Interview Matthias Berlit und Ludger Schuh – Vom Elfenbeinturm bis zur Werkshalle

Matthias Berlit und Ludger Schuh,

Software, die mitdenkt, trifft im Gegensatz zu administrativen Programmen eigenständig intelligente Planungs- und Dispositionsentscheidungen. Das Softwarehaus INFORM Institut für Operations Research und Management GmbH in Aachen entwickelt Lösungen mit Entscheidungsintelligenz, die mit mathematischen Optimierungsalgorithmen und Fuzzy Logic Geschäftsprozesse aus den verschiedensten Branchen optimieren. Matthias Berlit, Leiter des Geschäftsbereichs Industrielogistik und Healthcare Management, sowie Ludger Schuh, Leiter des Geschäftsbereichs Inventory und Supply Chain, stellen das Unternehmen vor.
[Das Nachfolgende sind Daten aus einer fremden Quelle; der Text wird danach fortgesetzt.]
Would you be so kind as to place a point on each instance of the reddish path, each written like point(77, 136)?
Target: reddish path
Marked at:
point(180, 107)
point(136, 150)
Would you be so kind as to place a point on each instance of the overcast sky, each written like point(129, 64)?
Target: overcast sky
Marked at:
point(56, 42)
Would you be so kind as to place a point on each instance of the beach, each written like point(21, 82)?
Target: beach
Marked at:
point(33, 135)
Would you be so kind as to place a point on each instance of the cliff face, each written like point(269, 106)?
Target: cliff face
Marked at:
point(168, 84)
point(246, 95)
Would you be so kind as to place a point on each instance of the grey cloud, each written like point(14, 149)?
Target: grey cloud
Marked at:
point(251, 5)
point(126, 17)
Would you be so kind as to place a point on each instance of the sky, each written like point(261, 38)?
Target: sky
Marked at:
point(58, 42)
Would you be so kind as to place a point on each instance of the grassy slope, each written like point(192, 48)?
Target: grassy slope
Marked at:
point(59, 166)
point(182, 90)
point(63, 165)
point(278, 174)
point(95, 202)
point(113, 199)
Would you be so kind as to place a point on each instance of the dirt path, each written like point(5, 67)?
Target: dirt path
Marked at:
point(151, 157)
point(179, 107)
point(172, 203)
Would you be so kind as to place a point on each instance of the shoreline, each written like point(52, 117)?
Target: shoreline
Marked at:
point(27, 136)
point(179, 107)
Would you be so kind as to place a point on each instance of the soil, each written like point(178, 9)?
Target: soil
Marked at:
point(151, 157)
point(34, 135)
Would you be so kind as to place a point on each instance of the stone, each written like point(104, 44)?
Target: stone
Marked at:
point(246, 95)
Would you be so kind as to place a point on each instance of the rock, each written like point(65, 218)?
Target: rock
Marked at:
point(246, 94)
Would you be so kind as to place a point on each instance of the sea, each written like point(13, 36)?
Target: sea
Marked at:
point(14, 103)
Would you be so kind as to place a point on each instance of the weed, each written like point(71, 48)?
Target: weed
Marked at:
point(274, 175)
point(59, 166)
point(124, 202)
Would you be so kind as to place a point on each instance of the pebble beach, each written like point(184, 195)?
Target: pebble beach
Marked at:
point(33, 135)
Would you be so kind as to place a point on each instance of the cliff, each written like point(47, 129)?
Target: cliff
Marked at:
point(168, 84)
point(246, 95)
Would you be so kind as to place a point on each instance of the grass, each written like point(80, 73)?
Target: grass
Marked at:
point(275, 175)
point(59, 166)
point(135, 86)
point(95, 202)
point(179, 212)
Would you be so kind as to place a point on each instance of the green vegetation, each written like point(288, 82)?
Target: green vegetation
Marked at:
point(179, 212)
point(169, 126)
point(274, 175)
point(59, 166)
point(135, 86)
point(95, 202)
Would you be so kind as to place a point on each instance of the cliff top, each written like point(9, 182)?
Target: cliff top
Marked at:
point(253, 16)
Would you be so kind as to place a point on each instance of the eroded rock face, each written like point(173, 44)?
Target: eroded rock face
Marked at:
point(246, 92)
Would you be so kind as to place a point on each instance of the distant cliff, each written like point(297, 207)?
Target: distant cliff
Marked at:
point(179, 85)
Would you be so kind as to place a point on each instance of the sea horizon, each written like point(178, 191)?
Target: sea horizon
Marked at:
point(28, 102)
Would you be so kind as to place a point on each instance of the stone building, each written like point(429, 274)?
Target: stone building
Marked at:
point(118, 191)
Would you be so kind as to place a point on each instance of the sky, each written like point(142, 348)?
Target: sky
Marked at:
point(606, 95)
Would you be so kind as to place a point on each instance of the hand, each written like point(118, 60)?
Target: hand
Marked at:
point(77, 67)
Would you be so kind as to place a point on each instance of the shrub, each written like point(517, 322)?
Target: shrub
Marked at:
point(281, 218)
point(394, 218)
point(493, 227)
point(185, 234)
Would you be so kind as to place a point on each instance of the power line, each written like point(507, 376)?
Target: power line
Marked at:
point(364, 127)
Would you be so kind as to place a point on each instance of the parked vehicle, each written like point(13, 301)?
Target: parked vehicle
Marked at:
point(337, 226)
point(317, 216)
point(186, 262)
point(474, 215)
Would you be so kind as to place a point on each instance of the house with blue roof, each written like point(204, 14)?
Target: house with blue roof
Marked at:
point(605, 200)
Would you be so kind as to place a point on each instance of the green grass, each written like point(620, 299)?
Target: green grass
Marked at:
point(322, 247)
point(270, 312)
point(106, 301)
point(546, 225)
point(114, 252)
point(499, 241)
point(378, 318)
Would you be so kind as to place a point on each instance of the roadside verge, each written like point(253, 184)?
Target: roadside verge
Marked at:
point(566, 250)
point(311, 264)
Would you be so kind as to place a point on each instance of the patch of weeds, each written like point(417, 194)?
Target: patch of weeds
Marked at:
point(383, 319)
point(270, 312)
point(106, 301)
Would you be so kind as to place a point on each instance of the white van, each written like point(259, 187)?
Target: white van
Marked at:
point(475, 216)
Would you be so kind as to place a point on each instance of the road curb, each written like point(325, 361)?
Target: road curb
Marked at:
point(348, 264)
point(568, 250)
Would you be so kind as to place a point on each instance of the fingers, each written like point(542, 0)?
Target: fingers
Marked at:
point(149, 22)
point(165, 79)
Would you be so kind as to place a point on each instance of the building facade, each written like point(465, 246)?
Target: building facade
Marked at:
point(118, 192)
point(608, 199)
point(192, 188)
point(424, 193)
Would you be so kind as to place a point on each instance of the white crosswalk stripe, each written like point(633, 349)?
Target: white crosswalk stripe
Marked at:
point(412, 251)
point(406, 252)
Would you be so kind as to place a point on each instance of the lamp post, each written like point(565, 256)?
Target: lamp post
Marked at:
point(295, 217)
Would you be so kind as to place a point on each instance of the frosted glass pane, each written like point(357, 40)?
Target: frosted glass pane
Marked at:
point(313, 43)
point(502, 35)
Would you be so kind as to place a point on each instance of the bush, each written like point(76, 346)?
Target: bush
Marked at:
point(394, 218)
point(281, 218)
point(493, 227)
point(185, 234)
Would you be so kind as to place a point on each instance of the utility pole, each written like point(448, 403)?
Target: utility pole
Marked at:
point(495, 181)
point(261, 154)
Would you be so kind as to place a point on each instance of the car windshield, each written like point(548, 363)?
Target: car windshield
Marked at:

Software, die mitdenkt, Herr Schuh, das hört sich eher wissenschaftlich-akademisch an. Liegen dort ihre Wurzeln?

Ludger Schuh: In der Tat. 1969 gründete Professor Hans-Jürgen Zimmermann das Institut für Operations Research mit dem Ziel, wissenschaftliche Theorien und Hintergründe auch in die Praxis umzusetzen. Seit Mitte der 80er Jahre haben wir ein stetes dynamisches Wachstum von etwa 22 Prozent im Jahr, der Anteil der Auslandsprojekte liegt inzwischen bei über 50 Prozent. Wir beschäftigen heute über 550 Mitarbeiter aus 30 Nationen.

Worin bestanden denn die ersten Aufgabenstellungen, mit denen alles angefangen hat? Gab es typische Probleme oder Lösungen?

Ludger Schuh: Es drehte sich um Themen verschiedenster Art, bei denen Optimierungspotenziale gesehen wurden. Das ging bis zur Optimierung von Mischungsverhältnissen in Sektkellereien. Konzentriert haben wir uns aber auf bestimmte standardisierbare Problemstellungen, die schließlich auch Auslöser für unser Wachstum wurden. Dazu gehörten die innerbetriebliche Transportoptimierung und die Stichprobeninventur, das waren unsere beiden ersten Standardsysteme, aus denen sich alles entwickelt hat.

Matthias Berlit: Nach und nach sind wir zur Weiterentwicklung der Standards übergegangen und haben auch Support und Maintenance angeboten. Daraus sind heute sechs Geschäftsbereiche für die verschiedensten Branchen geworden. Herr Schuh vertritt den Bereich Inventory und Supply Chain, ich bin für die Industrielogistik und das Healthcare Management zuständig, dann fehlen noch die Kollegen für den Bereich Logistik allgemein. Die Kollegen vom Aviation-Bereich beschäftigen sich weltweit mit Airport-Resource-Management-Systemen und sind zurzeit an über 150 Flughäfen präsent. Der Bereich Produktion beschäftigt sich vor allem mit Produktionsplanungssystemen und bei Risk and Fraud dreht sich alles um Risikobekämpfung und Betrugserkennung im Versicherungs- und Bankengeschäft.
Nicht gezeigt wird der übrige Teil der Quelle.